Et alors qu’il a toujours magnifié la mise en œuvre des recommandations des Assises Nationales de la Refondation sont en cours, Choguel Maïga soutient que les résolutions desdites assises sont reléguées aux calendes. Il en veut pour preuve les attentes déçues quant à réduction du nombre des partis politiques réclamées par les ANR, en révélant la délivrance de plus d’une centaine de récépissés de partis politiques depuis 2021. Et de voir derrière la multiplication des formations politiques une manœuvre pour entretenir la confusion. «Plus il y en aura, plus il sera loisible de les manipuler», a-t-il lancé, apparemment en direction du ministre chargé de l’Administration Territoire, son potentiel remplaçant à la tête du gouvernement.
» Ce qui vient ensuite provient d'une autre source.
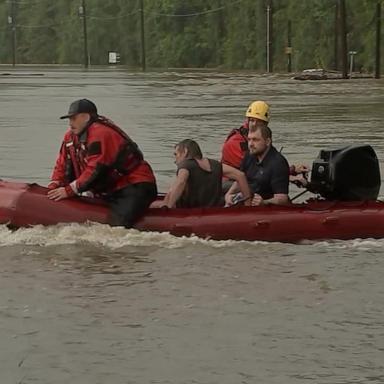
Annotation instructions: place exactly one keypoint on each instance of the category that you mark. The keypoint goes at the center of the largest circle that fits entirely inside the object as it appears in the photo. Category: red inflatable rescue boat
(24, 205)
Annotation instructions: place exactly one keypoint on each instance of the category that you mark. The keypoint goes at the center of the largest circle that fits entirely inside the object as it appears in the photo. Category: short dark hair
(193, 149)
(266, 132)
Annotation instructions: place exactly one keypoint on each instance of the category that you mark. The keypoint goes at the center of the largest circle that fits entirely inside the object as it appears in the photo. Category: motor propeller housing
(350, 173)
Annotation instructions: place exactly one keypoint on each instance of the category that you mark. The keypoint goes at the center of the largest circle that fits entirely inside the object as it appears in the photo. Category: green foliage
(233, 36)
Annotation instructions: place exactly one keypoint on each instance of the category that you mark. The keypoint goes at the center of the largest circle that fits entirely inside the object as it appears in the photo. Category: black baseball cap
(80, 106)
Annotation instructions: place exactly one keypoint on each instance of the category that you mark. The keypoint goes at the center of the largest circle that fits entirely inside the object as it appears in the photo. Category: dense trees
(218, 33)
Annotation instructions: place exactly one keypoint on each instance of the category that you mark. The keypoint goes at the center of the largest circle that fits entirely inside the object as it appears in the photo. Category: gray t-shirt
(203, 187)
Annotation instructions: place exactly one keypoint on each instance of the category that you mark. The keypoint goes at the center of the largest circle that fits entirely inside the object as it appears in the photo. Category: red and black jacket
(102, 159)
(235, 147)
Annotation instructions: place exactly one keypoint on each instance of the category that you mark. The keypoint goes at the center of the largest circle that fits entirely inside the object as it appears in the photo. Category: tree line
(225, 34)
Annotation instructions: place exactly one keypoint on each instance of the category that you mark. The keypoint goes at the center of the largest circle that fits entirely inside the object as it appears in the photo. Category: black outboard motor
(347, 174)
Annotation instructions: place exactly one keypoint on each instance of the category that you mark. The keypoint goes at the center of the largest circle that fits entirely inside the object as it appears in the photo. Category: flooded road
(94, 304)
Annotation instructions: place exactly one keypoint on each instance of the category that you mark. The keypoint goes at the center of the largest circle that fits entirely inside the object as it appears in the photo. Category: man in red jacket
(236, 143)
(98, 158)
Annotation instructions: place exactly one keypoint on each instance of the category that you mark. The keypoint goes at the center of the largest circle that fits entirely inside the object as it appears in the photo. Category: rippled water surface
(94, 304)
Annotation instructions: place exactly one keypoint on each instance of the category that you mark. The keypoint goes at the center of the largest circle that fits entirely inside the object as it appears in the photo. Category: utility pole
(343, 36)
(336, 38)
(143, 61)
(378, 40)
(269, 42)
(83, 15)
(12, 23)
(289, 46)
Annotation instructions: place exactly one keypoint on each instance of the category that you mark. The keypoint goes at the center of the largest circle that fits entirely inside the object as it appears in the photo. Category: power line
(196, 13)
(114, 17)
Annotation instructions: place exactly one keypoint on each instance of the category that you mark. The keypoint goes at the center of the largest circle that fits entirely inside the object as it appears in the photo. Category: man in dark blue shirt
(266, 169)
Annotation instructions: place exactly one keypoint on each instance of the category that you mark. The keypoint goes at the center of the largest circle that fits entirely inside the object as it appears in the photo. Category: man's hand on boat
(58, 194)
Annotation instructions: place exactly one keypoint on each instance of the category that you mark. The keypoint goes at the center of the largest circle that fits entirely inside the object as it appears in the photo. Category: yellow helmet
(258, 110)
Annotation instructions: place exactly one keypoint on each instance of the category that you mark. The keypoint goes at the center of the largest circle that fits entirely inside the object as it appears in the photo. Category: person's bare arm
(277, 199)
(240, 183)
(176, 189)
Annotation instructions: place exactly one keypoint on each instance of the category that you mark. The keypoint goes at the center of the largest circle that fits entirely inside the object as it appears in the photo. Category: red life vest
(235, 146)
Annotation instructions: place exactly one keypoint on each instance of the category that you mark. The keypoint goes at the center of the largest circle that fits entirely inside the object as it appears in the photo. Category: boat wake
(117, 237)
(101, 235)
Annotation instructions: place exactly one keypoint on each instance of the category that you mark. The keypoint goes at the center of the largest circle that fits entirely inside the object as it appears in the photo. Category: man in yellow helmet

Et depuis deux ans, au demeurant, soutient-il, «le spectre de la confusion et de l’amalgame plane sur la Transition, avec à la clé «les risques de graves remises en cause et de retour» aux pratiques que le peuple a combattues sous le régime défunt. Le PM a somme toute manqué l’occasion de rentrer dans l’histoire. Et pour cause, il aurait pu profiter de cette sortie pour rendre le tablier. Mais le rendez-vous de clarification aura laissé ce goût d’inachevé à ceux qui sont convaincus qu’on ne rentre pas dans l’histoire en chialant et à coups de jérémiades. En définitive, ses gesticulations lyriques n’auront été utiles qu’à mettre sous le boisseau les réalités vécues par ses concitoyens sur lesquelles mot n’a été pipé ou presque tout au long de la rhétorique soporifique : la crise énergétique et ses implications multiples, les déplacements massifs de ses concitoyens chassés des contrées du Centre, la flambée des prix, les routes impraticables qui plombent l’économie, les préparatifs et conséquences de notre sortie de la CEDEAO, les victimes d’inondations. La clarification s’est résumée en définitive en règlement de comptes personnels et le Pm semble se chercher au point d’oublier les missions régaliennes d’un chef de gouvernement.
Reste à savoir la réaction qui sera réservé à son audace de rompre avec la vassalité que le PM a tant décrié au passage, après le défilé de hauts responsables de la Transition chez le mentor spirituel commun, le Cherif de Nioro, visiblement pour le prendre à témoin pour uns ou pour avoir des assurances les autres.